The treatment of single gingival recessions comprises different well-established techniques, and the association between coronally advanced flap (CAF) and the subepithelial connective tissue graft is considered the gold standard. However, despite the excellent clinical results obtained, the use of subepithelial connective tissue graft is related to an increased risk of trans and postoperative bleeding, a longer duration of the surgical procedure and greater postoperative pain and morbidity. To overcome these limitations and increase patient acceptance, new biomaterials have been developed as possible alternatives to the use of connective tissue graft. Recently, tissue engineering has been investigating collagen matrices as carriers of biologically active substances. In vitro and in vivo studies have shown that the biofunctionalization of these matrices using injectable platelet rich-fibrin (i-PRF) can optimize the healing process of soft tissues using own's patient regenerative components. However, although it has promising potential, clinical studies evaluating the performance of functionalized collagen matrices are still scarce in the literature. Thus, the present study aims to evaluate the clinical, esthetic, patient-centered, immuno and microbiological results of the use of the biofunctionalized volume stable collagen matrix (VCMX) for the treatment of single gingival recessions RT1. For such purpose, a randomized controlled clinical trial of superiority, parallel and blind will be carried out.
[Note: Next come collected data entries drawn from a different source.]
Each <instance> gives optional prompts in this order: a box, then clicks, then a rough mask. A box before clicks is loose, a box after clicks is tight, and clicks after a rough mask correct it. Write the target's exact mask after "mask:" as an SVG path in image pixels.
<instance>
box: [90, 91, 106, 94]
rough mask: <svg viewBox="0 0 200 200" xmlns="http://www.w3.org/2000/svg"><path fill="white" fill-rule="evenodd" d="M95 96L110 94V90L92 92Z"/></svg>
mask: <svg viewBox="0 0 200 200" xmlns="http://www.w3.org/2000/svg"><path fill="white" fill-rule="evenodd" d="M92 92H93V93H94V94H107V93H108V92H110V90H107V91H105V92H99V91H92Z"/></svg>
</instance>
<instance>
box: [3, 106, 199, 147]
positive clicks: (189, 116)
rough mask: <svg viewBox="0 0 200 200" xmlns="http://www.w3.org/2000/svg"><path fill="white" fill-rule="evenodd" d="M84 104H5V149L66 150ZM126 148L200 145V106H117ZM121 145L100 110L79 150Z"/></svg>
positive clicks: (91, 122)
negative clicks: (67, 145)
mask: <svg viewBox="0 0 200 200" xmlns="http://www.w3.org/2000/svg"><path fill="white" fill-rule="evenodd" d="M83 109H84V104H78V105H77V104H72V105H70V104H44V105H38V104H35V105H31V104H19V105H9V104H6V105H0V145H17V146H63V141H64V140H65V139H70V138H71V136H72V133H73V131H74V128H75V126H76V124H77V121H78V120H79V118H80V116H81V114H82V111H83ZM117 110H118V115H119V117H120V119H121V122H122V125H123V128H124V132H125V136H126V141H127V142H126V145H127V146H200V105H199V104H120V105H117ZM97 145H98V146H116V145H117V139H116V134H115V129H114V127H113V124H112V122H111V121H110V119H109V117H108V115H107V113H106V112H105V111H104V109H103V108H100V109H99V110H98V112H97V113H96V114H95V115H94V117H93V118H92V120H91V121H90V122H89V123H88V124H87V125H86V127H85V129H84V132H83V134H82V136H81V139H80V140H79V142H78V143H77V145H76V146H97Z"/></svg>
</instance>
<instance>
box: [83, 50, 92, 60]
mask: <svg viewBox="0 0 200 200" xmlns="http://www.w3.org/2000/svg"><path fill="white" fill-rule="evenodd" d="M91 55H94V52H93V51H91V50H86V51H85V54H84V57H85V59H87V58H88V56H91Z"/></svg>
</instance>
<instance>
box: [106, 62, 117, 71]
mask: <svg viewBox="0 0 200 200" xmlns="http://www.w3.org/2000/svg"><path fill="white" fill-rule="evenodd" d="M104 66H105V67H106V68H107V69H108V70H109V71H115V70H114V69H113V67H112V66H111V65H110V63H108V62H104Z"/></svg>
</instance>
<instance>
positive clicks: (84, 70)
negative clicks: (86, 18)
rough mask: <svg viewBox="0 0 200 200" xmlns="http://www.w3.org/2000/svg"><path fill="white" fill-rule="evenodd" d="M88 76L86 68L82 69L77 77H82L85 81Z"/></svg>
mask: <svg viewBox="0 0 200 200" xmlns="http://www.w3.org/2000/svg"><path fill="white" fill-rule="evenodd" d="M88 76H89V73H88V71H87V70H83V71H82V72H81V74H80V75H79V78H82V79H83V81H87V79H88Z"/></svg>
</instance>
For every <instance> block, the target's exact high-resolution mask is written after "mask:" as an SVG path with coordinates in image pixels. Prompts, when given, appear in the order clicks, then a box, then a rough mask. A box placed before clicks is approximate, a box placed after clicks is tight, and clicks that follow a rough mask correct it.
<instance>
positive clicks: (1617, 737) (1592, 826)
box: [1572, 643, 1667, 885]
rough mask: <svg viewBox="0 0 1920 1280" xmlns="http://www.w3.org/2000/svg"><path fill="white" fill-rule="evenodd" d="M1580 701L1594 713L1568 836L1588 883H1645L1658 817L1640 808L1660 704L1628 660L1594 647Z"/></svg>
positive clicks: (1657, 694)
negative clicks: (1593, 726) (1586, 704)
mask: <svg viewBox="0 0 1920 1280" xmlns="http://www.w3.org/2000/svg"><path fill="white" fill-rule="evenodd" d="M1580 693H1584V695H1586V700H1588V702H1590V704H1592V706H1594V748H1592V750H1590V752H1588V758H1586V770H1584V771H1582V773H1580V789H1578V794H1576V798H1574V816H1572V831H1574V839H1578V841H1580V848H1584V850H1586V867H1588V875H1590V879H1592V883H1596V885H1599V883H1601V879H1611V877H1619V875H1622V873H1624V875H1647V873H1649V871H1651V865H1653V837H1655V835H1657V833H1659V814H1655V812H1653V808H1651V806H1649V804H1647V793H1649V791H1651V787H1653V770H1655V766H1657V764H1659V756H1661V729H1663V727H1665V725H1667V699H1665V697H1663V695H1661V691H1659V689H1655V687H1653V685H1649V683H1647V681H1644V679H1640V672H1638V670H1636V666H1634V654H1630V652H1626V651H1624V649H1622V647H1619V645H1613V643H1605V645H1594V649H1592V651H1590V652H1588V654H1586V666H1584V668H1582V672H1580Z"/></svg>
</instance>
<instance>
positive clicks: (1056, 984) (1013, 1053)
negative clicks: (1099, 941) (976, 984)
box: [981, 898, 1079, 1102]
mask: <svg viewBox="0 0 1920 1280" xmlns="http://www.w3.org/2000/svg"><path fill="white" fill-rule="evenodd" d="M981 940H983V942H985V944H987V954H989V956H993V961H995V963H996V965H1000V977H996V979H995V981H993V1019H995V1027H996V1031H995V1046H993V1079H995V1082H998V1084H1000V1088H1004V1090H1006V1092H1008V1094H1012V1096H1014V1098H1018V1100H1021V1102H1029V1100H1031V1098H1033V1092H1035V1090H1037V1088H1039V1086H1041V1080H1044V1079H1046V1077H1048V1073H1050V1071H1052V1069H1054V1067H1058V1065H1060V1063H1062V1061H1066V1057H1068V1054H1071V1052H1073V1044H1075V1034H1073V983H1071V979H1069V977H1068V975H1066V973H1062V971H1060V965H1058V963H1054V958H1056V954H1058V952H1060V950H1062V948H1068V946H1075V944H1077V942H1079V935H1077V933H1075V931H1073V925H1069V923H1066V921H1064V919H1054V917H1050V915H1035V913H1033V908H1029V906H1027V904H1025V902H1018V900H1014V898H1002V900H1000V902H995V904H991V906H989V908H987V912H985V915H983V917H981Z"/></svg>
Seventy-five patients with RT1 single gingival recession will be selected, who will be randomly allocated to one of the following groups: CAF+VCMX+i-PRF (n = 25), coronally advanced flap associated with VCMX functionalized with i-PRF; CAF+VCMX (n=25), coronally advanced flap associated with VCMX; and CAF group (n = 25), coronally advanced flap alone (CAF). The groups will be compared regarding clinical, esthetic and patient-centered outcomes at the baseline, three and six months after the surgical procedure. The microbiological evaluation will be performed at baseline, three and six months after surgery and the concentration of inflammatory markers and growth factors will be assessed before the procedure and 3, 7, 14, 30 and 60 days after treatment.